Drugs Used in Shock
Let’s go over drugs used in shock: These are all adrenergic drugs, but you’re going to have to learn that each one of these drugs possess different properties. and you have to memorize all of them.
Epinephrine (Adrenalin) has all alpha, beta 1, beta 2 properties.
Alpha property: In the form of an eye drop it decrease intra-ocular pressure. It can also prolong the action of local anesthetic and decrease bleeding because it causes vasoconstriction.
Beta 1: Increase blood pressure in shock. Why would you want it to go up? Cause they’re in shock.
Beta 2: Relieve bronchospasm.

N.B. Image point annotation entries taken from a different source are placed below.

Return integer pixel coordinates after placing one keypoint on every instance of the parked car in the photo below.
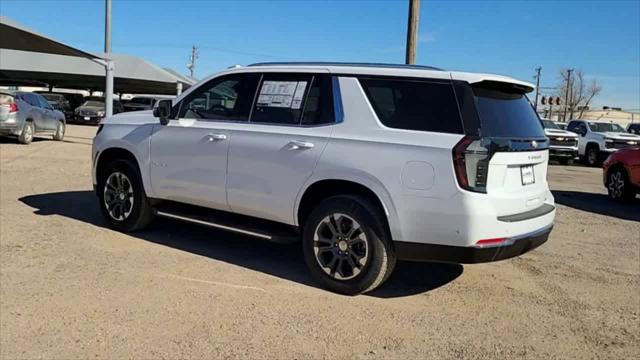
(59, 102)
(138, 103)
(365, 164)
(634, 128)
(563, 145)
(561, 125)
(93, 110)
(598, 139)
(621, 174)
(24, 114)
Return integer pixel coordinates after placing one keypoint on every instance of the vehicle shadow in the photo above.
(284, 261)
(598, 204)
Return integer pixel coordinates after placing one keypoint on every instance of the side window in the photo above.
(226, 98)
(414, 105)
(318, 108)
(281, 99)
(43, 103)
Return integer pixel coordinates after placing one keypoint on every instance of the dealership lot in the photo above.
(72, 288)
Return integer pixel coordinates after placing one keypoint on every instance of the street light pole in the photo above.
(566, 96)
(108, 88)
(538, 69)
(412, 31)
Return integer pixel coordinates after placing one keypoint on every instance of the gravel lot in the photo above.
(72, 288)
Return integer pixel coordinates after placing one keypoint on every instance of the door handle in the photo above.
(297, 145)
(216, 137)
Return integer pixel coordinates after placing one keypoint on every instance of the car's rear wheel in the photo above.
(618, 186)
(347, 246)
(123, 201)
(26, 136)
(60, 129)
(566, 161)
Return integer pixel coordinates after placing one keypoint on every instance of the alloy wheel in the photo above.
(340, 246)
(118, 196)
(616, 185)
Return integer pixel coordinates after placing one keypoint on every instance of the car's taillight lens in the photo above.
(471, 164)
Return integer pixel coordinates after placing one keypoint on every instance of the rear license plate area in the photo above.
(527, 175)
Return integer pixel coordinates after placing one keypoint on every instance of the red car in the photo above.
(621, 174)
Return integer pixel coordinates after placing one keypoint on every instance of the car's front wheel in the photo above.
(347, 246)
(618, 186)
(123, 201)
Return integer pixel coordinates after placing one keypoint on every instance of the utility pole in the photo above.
(192, 60)
(566, 96)
(412, 31)
(108, 88)
(538, 69)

Why would you want to bronchodilate a person? An allergic reaction. The most severe is the anaphylactic shock when all their bronchioles constrict and they can’t breathe. So you may be familiar with the Epi Pen for this reason.
Levarterenol (Levophed) has alpha and beta 1 properties.
The alpha property is VERY strong vasoconstriction.
The beta 1 speeds up the heart rate and increases blood pressure. Both are used in shock but the alpha property is too strong. In fact it’s so strong when you look at their feet they turn blue and purple, putting a lot of strain on the heart. So we don’t like the alpha property but we like the beta-1 property of this drug, so we have to add another drug: an alpha blocker. So if you’re a nurse using this drug, you’re titrating two drugs (levarterenol and an alpha blocker) trying to get the blood pressure just right.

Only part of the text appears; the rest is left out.